Multi-agent routing

Coulisse lets you define multiple agents and route between them with nothing more than the model field of a request. No extra endpoints, no custom headers, no proxy tricks.

Why it matters

Most apps end up needing more than one model configuration:

A fast, cheap agent for classification and quick replies.
A heavier agent for hard reasoning.
A specialized agent (code reviewer, translator, summarizer) with a tuned preamble.
A tool-using agent that can reach into an MCP server.

Without something like Coulisse, that means either multiple deployments or a growing pile of if (mode === ...) switches inside your app.

The pattern

Declare each variant as a separate agent:

agents:
  - name: triage
    provider: anthropic
    model: claude-haiku-4-5-20251001
    preamble: Classify the user's intent. Reply with a single word.

  - name: reasoner
    provider: anthropic
    model: claude-opus-4-7
    preamble: You are a careful reasoner. Think step by step.

  - name: translator
    provider: openai
    model: gpt-4o
    preamble: Translate the user's message into French.

Your application picks which agent to call by setting the model field:

fast  = client.chat.completions.create(model="triage", ...)
smart = client.chat.completions.create(model="reasoner", ...)
fr    = client.chat.completions.create(model="translator", ...)

What each agent brings to the request

When a request arrives, Coulisse:

Looks up the named agent.
Prepends the agent's preamble as a system message.
Resolves the agent's allowed MCP tools (if any).
Forwards the call to the agent's configured provider and model.
Records the exchange in the caller's per-user memory.

Changing agents is free — you don't need to redeploy anything on the client side.

Discovering agents at runtime

GET /v1/models returns every agent in the config in OpenAI's standard model-list format.
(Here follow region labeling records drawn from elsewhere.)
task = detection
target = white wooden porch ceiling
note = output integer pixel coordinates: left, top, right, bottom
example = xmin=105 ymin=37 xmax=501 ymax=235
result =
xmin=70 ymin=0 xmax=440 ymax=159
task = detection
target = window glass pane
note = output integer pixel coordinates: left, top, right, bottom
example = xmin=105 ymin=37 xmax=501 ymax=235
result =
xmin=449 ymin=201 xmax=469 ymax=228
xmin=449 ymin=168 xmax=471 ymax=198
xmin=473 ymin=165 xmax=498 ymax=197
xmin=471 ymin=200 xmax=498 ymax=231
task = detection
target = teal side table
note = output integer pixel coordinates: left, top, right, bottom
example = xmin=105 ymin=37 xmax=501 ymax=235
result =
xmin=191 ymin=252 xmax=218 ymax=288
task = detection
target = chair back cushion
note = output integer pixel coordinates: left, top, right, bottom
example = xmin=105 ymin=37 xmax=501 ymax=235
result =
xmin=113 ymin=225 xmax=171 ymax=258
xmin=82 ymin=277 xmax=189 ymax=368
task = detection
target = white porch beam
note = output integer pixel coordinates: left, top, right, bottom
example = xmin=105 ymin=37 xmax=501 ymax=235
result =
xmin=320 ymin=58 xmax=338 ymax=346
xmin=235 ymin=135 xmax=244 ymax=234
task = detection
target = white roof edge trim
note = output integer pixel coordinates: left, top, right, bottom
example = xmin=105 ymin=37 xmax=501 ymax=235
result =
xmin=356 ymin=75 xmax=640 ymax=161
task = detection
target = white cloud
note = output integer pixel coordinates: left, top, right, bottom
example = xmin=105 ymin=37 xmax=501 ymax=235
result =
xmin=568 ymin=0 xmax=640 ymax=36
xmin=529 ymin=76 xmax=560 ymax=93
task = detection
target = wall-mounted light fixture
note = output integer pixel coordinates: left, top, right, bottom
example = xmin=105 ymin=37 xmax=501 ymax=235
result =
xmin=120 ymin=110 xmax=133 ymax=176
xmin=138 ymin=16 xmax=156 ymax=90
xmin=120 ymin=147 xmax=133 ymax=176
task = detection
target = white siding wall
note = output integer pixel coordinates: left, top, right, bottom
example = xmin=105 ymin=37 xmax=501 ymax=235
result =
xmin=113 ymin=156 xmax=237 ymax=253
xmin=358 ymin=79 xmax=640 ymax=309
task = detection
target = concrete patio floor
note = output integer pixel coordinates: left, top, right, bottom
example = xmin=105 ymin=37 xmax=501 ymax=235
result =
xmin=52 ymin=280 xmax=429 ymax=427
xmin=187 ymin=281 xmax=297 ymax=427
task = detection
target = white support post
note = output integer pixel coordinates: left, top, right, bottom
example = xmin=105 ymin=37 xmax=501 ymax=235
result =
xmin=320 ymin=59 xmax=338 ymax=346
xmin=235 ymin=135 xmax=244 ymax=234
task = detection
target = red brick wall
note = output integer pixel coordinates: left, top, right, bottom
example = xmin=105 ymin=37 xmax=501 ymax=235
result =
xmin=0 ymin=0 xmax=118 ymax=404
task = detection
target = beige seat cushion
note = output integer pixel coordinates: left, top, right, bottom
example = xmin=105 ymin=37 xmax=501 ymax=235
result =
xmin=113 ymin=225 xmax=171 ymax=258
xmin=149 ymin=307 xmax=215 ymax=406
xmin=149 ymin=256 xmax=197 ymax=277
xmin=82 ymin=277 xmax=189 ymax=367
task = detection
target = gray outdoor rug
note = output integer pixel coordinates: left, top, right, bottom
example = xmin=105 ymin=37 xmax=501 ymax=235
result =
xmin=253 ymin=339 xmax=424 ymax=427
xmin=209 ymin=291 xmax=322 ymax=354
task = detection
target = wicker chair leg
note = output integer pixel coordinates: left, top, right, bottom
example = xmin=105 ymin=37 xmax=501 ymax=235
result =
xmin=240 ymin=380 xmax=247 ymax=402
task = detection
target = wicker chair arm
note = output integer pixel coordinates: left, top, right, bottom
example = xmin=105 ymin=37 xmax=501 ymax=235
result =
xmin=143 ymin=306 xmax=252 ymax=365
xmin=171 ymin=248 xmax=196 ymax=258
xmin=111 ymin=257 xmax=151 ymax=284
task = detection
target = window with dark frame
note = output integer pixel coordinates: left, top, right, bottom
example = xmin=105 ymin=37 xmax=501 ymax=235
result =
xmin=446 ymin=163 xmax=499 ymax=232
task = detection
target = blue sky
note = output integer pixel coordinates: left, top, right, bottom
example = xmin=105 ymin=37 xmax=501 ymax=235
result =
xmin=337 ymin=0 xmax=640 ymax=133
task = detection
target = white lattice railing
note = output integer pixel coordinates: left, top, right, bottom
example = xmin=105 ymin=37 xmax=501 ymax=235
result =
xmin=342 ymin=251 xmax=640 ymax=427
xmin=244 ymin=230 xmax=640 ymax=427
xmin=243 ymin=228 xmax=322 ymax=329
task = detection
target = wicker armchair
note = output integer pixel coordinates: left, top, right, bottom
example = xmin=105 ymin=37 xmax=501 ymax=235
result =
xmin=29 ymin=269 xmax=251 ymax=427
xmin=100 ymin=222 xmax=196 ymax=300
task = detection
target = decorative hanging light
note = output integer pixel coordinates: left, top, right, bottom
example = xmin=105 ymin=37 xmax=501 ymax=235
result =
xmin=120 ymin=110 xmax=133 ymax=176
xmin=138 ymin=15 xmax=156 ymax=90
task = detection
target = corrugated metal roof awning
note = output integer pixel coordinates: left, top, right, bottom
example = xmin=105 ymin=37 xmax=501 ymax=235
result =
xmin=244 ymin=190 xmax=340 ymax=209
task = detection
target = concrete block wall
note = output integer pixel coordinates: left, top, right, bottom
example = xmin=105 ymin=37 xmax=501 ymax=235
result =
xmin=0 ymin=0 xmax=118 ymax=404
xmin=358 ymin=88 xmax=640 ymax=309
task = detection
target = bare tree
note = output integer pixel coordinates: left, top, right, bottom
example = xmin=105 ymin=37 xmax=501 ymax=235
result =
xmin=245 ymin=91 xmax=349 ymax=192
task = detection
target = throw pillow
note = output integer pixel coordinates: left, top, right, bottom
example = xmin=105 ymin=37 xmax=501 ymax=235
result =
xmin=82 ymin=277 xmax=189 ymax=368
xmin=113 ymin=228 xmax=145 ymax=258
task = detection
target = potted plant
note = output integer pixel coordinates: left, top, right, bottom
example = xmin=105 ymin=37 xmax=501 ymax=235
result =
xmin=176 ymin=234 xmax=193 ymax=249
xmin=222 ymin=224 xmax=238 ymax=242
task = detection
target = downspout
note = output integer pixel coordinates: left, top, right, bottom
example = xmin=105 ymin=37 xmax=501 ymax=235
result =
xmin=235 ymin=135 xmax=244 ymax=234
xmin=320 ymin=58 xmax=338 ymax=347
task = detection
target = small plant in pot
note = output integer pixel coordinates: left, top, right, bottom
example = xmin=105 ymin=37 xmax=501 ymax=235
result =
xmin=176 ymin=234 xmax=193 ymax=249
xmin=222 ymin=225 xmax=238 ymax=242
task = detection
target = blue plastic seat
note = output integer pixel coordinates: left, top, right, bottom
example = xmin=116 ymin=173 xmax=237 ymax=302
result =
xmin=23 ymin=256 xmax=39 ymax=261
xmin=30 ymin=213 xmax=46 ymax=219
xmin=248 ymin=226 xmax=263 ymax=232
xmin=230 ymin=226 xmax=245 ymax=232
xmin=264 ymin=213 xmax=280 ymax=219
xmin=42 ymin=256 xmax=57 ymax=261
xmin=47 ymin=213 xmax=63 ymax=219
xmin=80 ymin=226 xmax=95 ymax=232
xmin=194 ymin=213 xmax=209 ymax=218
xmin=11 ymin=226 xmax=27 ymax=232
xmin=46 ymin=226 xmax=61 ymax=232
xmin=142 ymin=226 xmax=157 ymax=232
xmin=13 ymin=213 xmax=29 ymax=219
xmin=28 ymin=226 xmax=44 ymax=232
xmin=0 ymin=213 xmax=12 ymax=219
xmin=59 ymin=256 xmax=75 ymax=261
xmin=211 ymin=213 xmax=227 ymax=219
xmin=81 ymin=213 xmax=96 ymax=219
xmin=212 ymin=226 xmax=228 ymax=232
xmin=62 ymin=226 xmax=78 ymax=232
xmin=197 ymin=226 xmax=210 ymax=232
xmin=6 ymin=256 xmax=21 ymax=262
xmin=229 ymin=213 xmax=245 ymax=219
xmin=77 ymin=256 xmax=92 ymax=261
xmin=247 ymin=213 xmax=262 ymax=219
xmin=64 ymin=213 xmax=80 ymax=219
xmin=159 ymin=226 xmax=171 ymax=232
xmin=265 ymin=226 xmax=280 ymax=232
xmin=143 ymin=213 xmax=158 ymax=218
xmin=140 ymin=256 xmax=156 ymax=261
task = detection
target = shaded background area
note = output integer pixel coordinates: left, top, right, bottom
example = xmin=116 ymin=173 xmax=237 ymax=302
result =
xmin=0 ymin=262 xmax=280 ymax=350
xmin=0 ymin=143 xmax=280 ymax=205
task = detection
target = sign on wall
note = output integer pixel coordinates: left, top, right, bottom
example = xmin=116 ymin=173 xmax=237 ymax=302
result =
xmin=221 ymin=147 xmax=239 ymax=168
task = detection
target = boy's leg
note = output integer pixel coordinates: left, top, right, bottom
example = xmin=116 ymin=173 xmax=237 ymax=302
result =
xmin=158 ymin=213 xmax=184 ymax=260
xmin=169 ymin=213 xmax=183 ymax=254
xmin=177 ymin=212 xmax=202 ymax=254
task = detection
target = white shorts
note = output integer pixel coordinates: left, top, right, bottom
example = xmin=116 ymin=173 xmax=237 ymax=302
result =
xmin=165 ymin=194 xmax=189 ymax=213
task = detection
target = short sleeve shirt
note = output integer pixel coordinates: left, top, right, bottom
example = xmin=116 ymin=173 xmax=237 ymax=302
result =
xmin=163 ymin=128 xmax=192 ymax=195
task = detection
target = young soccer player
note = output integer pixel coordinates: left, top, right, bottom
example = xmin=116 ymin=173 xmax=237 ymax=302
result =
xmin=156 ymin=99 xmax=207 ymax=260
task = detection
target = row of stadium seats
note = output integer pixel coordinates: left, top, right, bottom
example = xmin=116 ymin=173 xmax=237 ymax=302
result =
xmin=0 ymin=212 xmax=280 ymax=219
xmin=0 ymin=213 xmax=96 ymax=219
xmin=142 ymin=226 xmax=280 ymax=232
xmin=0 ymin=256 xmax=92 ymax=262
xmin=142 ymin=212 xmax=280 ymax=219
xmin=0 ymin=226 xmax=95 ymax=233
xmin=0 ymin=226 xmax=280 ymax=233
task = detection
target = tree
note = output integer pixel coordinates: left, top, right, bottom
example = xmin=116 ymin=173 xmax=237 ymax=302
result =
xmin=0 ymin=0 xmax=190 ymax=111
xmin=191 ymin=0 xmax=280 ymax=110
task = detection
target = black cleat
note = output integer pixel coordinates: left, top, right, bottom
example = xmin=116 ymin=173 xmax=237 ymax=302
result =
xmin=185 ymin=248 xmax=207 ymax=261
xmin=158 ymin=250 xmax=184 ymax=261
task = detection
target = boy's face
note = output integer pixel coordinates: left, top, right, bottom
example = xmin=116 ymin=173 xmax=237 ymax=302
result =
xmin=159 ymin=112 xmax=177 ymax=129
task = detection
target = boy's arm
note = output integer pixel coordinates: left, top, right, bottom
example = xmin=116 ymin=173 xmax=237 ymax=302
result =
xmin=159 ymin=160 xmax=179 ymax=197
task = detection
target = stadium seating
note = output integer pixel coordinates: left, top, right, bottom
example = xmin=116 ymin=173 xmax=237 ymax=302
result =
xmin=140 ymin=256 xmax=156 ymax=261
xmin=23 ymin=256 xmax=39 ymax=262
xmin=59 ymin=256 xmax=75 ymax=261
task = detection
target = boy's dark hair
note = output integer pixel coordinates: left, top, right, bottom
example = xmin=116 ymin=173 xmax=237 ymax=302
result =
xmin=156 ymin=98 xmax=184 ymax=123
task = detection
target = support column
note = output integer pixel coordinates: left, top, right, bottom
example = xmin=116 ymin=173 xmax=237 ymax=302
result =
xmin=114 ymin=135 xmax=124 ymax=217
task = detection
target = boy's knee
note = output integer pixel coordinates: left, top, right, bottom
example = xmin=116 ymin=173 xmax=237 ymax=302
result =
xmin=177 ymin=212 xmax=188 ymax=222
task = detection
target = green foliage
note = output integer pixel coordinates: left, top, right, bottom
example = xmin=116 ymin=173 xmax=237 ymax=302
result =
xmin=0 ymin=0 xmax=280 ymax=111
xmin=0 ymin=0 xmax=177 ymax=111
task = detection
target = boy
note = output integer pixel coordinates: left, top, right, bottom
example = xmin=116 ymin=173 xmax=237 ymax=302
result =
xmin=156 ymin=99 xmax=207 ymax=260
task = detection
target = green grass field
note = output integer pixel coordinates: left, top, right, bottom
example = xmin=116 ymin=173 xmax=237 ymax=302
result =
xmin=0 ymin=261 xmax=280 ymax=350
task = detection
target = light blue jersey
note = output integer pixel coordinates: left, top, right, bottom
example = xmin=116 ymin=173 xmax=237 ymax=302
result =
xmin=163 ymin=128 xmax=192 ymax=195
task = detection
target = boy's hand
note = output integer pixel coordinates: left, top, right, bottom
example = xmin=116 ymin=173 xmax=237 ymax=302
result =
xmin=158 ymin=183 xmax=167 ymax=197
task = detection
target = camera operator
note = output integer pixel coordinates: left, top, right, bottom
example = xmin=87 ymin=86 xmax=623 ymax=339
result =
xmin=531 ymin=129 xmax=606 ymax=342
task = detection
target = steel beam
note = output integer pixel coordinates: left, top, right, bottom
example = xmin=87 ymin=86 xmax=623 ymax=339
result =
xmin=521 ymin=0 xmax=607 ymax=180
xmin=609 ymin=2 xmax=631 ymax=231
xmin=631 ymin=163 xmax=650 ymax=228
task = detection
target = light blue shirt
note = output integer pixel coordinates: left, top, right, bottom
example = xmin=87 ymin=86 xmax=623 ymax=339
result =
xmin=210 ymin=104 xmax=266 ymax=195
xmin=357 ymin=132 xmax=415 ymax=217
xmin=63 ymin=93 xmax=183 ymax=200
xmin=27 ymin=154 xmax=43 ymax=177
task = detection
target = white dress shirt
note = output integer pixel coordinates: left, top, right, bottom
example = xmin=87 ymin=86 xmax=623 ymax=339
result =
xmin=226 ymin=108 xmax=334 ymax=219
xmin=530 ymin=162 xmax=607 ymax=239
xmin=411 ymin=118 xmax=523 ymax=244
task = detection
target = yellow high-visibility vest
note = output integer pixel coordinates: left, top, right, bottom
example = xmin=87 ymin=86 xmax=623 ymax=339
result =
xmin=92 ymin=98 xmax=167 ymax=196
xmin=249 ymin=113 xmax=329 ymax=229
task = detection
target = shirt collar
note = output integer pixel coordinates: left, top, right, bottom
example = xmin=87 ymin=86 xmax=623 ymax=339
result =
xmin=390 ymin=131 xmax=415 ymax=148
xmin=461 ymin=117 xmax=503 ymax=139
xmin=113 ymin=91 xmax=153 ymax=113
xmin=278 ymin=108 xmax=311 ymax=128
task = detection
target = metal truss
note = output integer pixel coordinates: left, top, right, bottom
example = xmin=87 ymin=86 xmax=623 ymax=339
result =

Useful for UIs that want to populate a model picker from the server:

curl http://localhost:8421/v1/models

Routing by model lets the client pick an agent per request. Sometimes you want one agent to call another from within a turn, so the conversation stays with the top-level agent while specialists handle focused sub-tasks. Coulisse exposes this via the subagents field.

agents:
  - name: onboarder
    provider: anthropic
    model: claude-haiku-4-5-20251001
    purpose: Collect the user's profile — first name, last name, phone, goals.
    preamble: |
      Ask the user for any missing profile field. Keep questions short.

  - name: resume_critic
    provider: anthropic
    model: claude-sonnet-4-5-20250929
    purpose: Critique and rewrite a resume for a target role.
    preamble: |
      Given a resume and a target role, return a revised resume and
      a bullet list of the biggest gaps to address.

  - name: career_coach
    provider: anthropic
    model: claude-sonnet-4-5-20250929
    subagents: [onboarder, resume_critic]
    preamble: |
      Guide the user. Delegate to `onboarder` if the profile is
      incomplete, and `resume_critic` when they want resume work.

When career_coach runs, the onboarder and resume_critic agents appear in its tool list alongside any MCP tools. If the model calls onboarder, Coulisse starts a fresh conversation against that agent with just the message it was given — the onboarder sees its own preamble and its own MCP tools, nothing inherited from the parent. The onboarder's final assistant message is returned to the coach as the tool result.

The `purpose` field

purpose is the tool description shown to the calling agent. It's how the coach's LLM decides whether this subagent is the right choice for the current turn. Keep it short and concrete — "Critique and rewrite a resume for a target role" is good; "Helpful assistant" is useless.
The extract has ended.